A recent review of experimental data structure, encountered such a line of code, looking a bit uncomfortable.
typedef char** HuffmanCode;
Whereby the comb arrays and pointers.
int* p; //指针变量p中存的地址代表的内存单元中的数据是整型
In the 32-bit platform, since the p address is stored, so the value of p is 32-bit.
Regardless of what type of data pointed to by p, the pointer variable p is itself an integer.
c No string
type, it is generally represented by a character string array.
char str[15] = "Hello World";
c Specifies an array name indicates the first address in the memory array, that is str = &str[0]
, when we generally output string printf("%s",str);
, the first address you can output the whole string.
You can do it in c:
char *s;
s = "Hello";
A string assigned to a pointer variable? ?
In fact, c compilers will allocate memory for string constants, assuming that "Hello"

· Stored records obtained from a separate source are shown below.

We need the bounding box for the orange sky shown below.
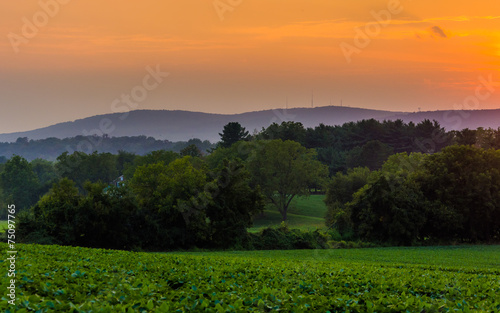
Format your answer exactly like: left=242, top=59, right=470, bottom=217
left=0, top=0, right=500, bottom=133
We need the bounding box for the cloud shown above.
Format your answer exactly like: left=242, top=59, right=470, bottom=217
left=430, top=26, right=448, bottom=38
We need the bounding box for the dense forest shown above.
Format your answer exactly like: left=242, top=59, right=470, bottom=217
left=0, top=120, right=500, bottom=250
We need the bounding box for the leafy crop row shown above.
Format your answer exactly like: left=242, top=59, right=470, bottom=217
left=0, top=244, right=500, bottom=312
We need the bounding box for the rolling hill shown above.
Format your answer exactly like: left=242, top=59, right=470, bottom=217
left=0, top=106, right=500, bottom=142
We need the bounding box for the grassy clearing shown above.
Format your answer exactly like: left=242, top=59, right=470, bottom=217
left=0, top=243, right=500, bottom=312
left=249, top=195, right=326, bottom=232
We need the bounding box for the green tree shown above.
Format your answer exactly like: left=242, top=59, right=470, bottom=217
left=219, top=122, right=248, bottom=148
left=418, top=145, right=500, bottom=241
left=346, top=140, right=394, bottom=170
left=247, top=139, right=328, bottom=221
left=0, top=155, right=40, bottom=210
left=130, top=156, right=206, bottom=249
left=26, top=178, right=81, bottom=245
left=205, top=160, right=264, bottom=248
left=325, top=167, right=371, bottom=234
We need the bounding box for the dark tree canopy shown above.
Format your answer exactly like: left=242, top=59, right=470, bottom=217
left=219, top=122, right=249, bottom=148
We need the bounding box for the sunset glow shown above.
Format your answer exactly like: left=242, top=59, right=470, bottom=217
left=0, top=0, right=500, bottom=133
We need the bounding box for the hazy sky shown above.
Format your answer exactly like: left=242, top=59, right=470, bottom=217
left=0, top=0, right=500, bottom=133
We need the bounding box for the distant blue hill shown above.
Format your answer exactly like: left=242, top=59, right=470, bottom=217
left=0, top=106, right=500, bottom=142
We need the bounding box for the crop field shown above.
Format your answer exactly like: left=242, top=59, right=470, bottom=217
left=249, top=195, right=326, bottom=232
left=0, top=244, right=500, bottom=312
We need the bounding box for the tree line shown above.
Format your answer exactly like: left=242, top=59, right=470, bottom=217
left=0, top=120, right=500, bottom=250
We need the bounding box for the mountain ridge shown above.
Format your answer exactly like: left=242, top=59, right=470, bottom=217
left=0, top=106, right=500, bottom=142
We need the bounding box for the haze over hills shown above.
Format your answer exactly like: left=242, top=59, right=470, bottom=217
left=0, top=106, right=500, bottom=142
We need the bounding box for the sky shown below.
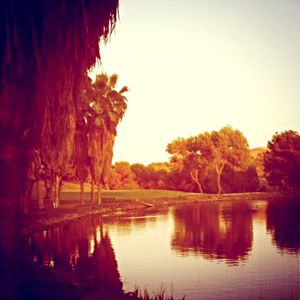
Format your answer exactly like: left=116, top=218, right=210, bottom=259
left=97, top=0, right=300, bottom=164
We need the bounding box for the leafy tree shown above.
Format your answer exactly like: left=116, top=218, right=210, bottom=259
left=89, top=73, right=128, bottom=203
left=167, top=137, right=205, bottom=193
left=167, top=126, right=250, bottom=193
left=109, top=161, right=138, bottom=189
left=264, top=130, right=300, bottom=190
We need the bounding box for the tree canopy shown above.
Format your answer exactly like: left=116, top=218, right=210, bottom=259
left=264, top=130, right=300, bottom=190
left=167, top=126, right=250, bottom=193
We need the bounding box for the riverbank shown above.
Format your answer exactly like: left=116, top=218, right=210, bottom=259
left=20, top=183, right=296, bottom=235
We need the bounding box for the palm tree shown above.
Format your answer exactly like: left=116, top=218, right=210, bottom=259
left=89, top=73, right=128, bottom=204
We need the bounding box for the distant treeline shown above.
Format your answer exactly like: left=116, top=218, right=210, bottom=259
left=67, top=126, right=300, bottom=193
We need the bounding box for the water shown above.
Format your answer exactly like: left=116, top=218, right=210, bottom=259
left=26, top=200, right=300, bottom=299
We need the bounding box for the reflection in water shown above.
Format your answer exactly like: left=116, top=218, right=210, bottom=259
left=172, top=202, right=252, bottom=264
left=24, top=200, right=300, bottom=300
left=22, top=218, right=122, bottom=293
left=267, top=199, right=300, bottom=253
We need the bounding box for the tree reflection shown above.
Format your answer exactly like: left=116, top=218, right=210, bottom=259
left=22, top=218, right=122, bottom=294
left=172, top=202, right=252, bottom=264
left=267, top=198, right=300, bottom=253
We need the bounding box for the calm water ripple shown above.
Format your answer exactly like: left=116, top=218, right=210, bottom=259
left=26, top=199, right=300, bottom=299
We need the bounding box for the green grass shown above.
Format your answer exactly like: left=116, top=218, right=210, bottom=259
left=62, top=182, right=195, bottom=200
left=33, top=182, right=197, bottom=204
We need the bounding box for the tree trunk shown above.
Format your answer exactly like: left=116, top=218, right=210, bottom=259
left=91, top=180, right=95, bottom=204
left=190, top=170, right=203, bottom=194
left=216, top=163, right=225, bottom=195
left=53, top=174, right=59, bottom=208
left=0, top=144, right=24, bottom=299
left=97, top=183, right=102, bottom=204
left=80, top=181, right=84, bottom=205
left=36, top=180, right=45, bottom=210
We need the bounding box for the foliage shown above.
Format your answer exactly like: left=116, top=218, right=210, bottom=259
left=0, top=0, right=119, bottom=211
left=167, top=126, right=250, bottom=193
left=264, top=130, right=300, bottom=191
left=108, top=161, right=138, bottom=189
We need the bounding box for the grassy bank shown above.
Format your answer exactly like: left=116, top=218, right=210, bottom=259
left=21, top=183, right=294, bottom=235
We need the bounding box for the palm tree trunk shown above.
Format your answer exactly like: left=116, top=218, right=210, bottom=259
left=80, top=181, right=84, bottom=205
left=91, top=179, right=95, bottom=204
left=53, top=174, right=59, bottom=208
left=0, top=147, right=24, bottom=299
left=35, top=179, right=45, bottom=210
left=190, top=170, right=203, bottom=194
left=216, top=163, right=225, bottom=195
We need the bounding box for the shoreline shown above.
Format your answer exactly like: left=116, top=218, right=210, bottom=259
left=20, top=192, right=299, bottom=236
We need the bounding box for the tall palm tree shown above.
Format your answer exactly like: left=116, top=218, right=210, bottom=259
left=89, top=73, right=128, bottom=204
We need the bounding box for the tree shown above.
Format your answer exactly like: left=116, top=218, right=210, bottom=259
left=167, top=126, right=250, bottom=194
left=0, top=0, right=119, bottom=299
left=88, top=73, right=128, bottom=204
left=205, top=126, right=250, bottom=194
left=264, top=130, right=300, bottom=191
left=109, top=161, right=138, bottom=189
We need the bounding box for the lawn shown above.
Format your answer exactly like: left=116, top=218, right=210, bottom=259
left=62, top=182, right=197, bottom=200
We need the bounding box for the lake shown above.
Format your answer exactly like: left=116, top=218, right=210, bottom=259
left=25, top=199, right=300, bottom=299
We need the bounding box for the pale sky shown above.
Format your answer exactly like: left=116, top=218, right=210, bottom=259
left=96, top=0, right=300, bottom=164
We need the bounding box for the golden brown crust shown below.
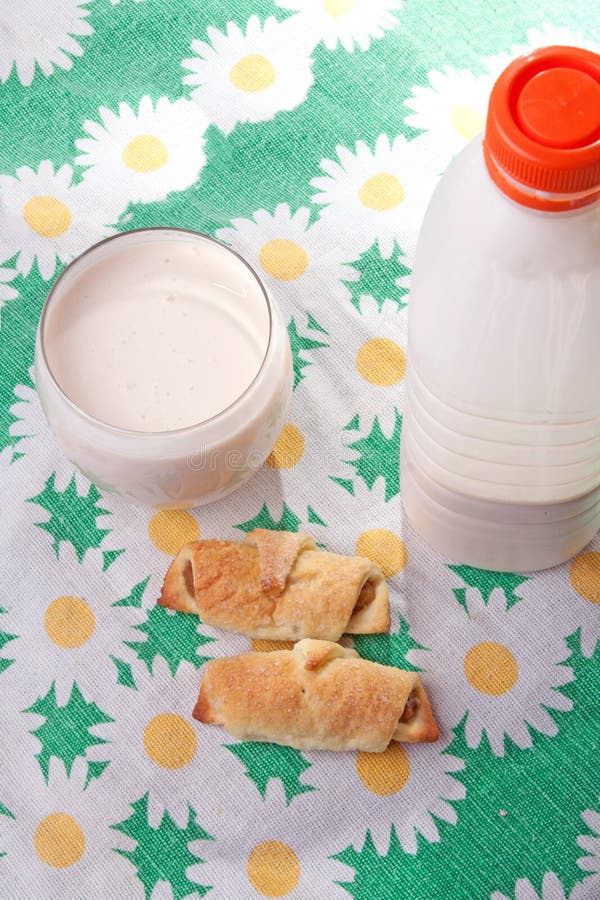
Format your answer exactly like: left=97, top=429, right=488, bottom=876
left=193, top=639, right=438, bottom=752
left=158, top=529, right=390, bottom=640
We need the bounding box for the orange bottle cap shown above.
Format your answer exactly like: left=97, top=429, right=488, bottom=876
left=484, top=47, right=600, bottom=210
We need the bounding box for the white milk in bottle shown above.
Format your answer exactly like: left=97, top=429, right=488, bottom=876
left=401, top=47, right=600, bottom=571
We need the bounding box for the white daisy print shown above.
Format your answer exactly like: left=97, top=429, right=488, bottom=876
left=485, top=23, right=600, bottom=78
left=407, top=586, right=573, bottom=756
left=404, top=66, right=494, bottom=172
left=0, top=266, right=19, bottom=328
left=304, top=741, right=466, bottom=854
left=0, top=542, right=146, bottom=706
left=182, top=16, right=314, bottom=134
left=8, top=366, right=90, bottom=497
left=0, top=159, right=124, bottom=281
left=87, top=657, right=207, bottom=831
left=0, top=668, right=44, bottom=796
left=311, top=134, right=436, bottom=262
left=277, top=0, right=402, bottom=53
left=0, top=447, right=50, bottom=536
left=0, top=754, right=137, bottom=900
left=215, top=203, right=359, bottom=314
left=519, top=536, right=600, bottom=658
left=96, top=496, right=251, bottom=652
left=577, top=809, right=600, bottom=886
left=75, top=96, right=209, bottom=203
left=96, top=502, right=203, bottom=607
left=0, top=0, right=93, bottom=86
left=200, top=788, right=353, bottom=900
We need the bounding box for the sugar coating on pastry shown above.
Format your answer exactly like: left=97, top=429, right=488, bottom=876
left=158, top=528, right=390, bottom=641
left=193, top=639, right=439, bottom=752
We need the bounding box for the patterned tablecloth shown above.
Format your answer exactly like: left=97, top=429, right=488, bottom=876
left=0, top=0, right=600, bottom=900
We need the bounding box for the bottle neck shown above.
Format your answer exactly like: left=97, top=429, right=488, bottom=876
left=483, top=140, right=600, bottom=212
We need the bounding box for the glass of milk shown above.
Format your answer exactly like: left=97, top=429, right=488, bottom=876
left=35, top=228, right=292, bottom=508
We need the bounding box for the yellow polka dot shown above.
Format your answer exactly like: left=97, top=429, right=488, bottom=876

the address is 0x0000000000404000 0x0000000000404001 0x0000000000404002 0x0000000000404003 0x0000000000404004 0x0000000000404005
, (I am a 64-bit environment)
in fact s = "Hello" = 0x0000000000404000
, c compiler to address this string as initials.
To be a test:
printf("%s\n",s);
printf("%s\n",0x0000000000404000);
这两行的效果是一样的。
char str[10];
char* s;
str
Represents the first address, s
but also save the first address, so it can be:
s = str;
但是不可以 str = s;
Because the array name is a constant that can not be assigned.
In fact, char str[10]
the compiler allocates the memory unit 10, but char* s
only the definition of a pointer variable, allocating 32-bit environment only four bytes used to store the first address of the string.
Do not believe the test:
sizeof(str) = 10;
sizeof(s) = 4; //分配四个字节来保存地址
So array name and pointer variables are essentially different.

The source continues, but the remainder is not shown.